Story and photos by Patrick Downes Hawaii Catholic Herald
“We are the Maryknoll connection,” Sister Joan Chatfield told the diverse crowd gathered in the Maryknoll Community Center Oct. 7 to celebrate the 90th anniversary of the Maryknoll Sisters in Hawaii.
The 200-or-so people all knew what the Maryknoll veteran meant. Each had been touched, some profoundly, by the hundreds of Maryknoll Sisters who have filtered through the Islands over the last nine decades since their arrival in 1927, leaving their indelible matchless mark.
“If you are here, you belong here,” Sister Joan said to the congregation which included former and present students, faculty and staff of Maryknoll School, men and women of other religious orders, and others.
She spoke of the sisters — numbering 165 at their peak — who were pioneers of parochial education, social work and pastoral ministry in Hawaii.
And having “done their job,” they have clearly passed the torch to new generations who “keep the Maryknoll promise going,” she said.
Are the sisters retired? “Certainly not in terms of spirit,” she said.
Sister Joan’s remarks were prelude to a Mass celebrated by Msgr.
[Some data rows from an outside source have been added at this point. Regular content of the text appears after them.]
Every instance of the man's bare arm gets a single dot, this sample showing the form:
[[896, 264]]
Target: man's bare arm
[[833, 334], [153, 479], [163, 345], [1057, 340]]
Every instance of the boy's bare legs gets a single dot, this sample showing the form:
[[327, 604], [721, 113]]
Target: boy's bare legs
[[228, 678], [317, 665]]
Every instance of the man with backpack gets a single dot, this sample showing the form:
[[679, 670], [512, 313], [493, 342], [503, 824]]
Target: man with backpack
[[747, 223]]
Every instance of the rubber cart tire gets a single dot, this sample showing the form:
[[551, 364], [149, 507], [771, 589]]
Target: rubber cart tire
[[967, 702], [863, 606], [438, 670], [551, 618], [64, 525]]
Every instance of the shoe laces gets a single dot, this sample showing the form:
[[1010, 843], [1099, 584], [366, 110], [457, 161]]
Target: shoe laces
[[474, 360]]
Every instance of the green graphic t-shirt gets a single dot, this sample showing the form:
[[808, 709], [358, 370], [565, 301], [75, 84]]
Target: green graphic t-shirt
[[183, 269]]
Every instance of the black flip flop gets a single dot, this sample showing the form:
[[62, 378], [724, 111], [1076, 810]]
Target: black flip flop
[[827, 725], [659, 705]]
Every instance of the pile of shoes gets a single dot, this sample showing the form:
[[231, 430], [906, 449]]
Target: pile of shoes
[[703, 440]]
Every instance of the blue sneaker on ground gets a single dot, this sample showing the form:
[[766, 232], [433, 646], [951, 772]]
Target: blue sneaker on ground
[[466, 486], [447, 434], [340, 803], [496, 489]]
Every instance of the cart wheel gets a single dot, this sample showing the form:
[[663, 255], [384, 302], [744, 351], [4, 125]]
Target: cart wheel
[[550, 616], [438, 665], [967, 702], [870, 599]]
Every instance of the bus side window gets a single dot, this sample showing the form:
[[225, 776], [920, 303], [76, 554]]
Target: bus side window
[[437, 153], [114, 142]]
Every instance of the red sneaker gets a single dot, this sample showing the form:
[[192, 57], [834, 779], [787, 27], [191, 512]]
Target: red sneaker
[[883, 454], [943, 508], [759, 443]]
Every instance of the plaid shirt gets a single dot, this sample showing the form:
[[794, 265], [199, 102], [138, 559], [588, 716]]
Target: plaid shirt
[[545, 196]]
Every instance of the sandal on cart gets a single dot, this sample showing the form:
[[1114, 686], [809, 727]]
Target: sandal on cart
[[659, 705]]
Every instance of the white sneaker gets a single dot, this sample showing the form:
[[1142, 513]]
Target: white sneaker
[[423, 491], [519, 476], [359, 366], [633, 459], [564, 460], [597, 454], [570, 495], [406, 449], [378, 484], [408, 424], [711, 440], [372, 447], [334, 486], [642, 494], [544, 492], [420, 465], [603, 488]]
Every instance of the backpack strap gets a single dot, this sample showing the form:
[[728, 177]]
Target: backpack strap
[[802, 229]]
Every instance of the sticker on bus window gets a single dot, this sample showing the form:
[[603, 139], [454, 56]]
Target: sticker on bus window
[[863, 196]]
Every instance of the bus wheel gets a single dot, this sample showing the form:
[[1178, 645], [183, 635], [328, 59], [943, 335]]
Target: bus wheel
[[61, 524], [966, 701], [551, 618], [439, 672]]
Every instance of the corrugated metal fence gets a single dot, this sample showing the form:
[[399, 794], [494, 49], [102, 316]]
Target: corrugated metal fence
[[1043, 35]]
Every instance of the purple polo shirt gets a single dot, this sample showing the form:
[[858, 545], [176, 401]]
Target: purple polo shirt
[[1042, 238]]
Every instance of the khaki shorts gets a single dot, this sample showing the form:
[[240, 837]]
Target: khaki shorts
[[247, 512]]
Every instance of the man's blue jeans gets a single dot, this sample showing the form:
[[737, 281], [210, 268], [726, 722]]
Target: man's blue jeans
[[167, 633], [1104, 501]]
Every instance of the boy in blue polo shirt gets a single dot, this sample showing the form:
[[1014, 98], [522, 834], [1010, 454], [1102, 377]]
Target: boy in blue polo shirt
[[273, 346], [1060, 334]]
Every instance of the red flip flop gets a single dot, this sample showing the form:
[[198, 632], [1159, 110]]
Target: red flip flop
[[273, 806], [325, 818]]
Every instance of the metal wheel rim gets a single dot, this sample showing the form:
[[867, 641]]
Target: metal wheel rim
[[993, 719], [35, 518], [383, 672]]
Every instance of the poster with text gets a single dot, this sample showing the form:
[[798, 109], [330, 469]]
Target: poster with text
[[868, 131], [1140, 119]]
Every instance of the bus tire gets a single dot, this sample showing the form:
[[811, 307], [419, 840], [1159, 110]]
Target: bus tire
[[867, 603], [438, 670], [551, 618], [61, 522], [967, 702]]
Gary Secor and four other priests.
“We are so grateful for your years of service here in Hawaii,” said Msgr. Secor, in his homily.
The priest recounted his own personal connections with the Maryknoll Sisters — he is a 1969 Maryknoll High School graduate — which, in typical local fashion, went on and on, affirming Sister Joan’s premise.
“The Maryknoll Sisters are a wonderful example for us of women who make God’s love visible on the margins of society,” Msgr. Secor said. “They challenge all of us to go out to the margins as well.”
“We are reminded, inspired and instructed by your example,” he told the sisters. “All of you and all of us share in that calling to make Christ real in the flesh and blood of our own lives.”
At the celebration were 17 Maryknoll Sisters from China, Philippines, Japanese and Korea who were conducting Asia East World Section meetings Oct. 4-10 in Hawaii.
During the Mass, four sisters celebrating their own special anniversaries of profession renewed their vows. They were Sister Cecilia Santos, 70 years; Sister Elizabeth Kato, 60 years; Sister Ardis Kremer, 60 years; and Sister Lourdes Fernandez, 50 years.
The most popular person in the room, wearing the same habit as the first group of sisters who arrived in 1927, but not looking out of place, was Sister Maria Rosario Daley who has the longest Hawaii tenure, since 1948, and who was one of the last two sisters to leave the Maryknoll School faculty in 2006.
The Maryknoll Community Center is Maryknoll School’s newest building, a multipurpose gym and gathering place on the grade school’s campus where the Maryknoll Sisters’ convent used to stand.
After Mass, a large curtain was pulled back revealing the rest of the center where sisters and guests then enjoyed lunch and each other’s company.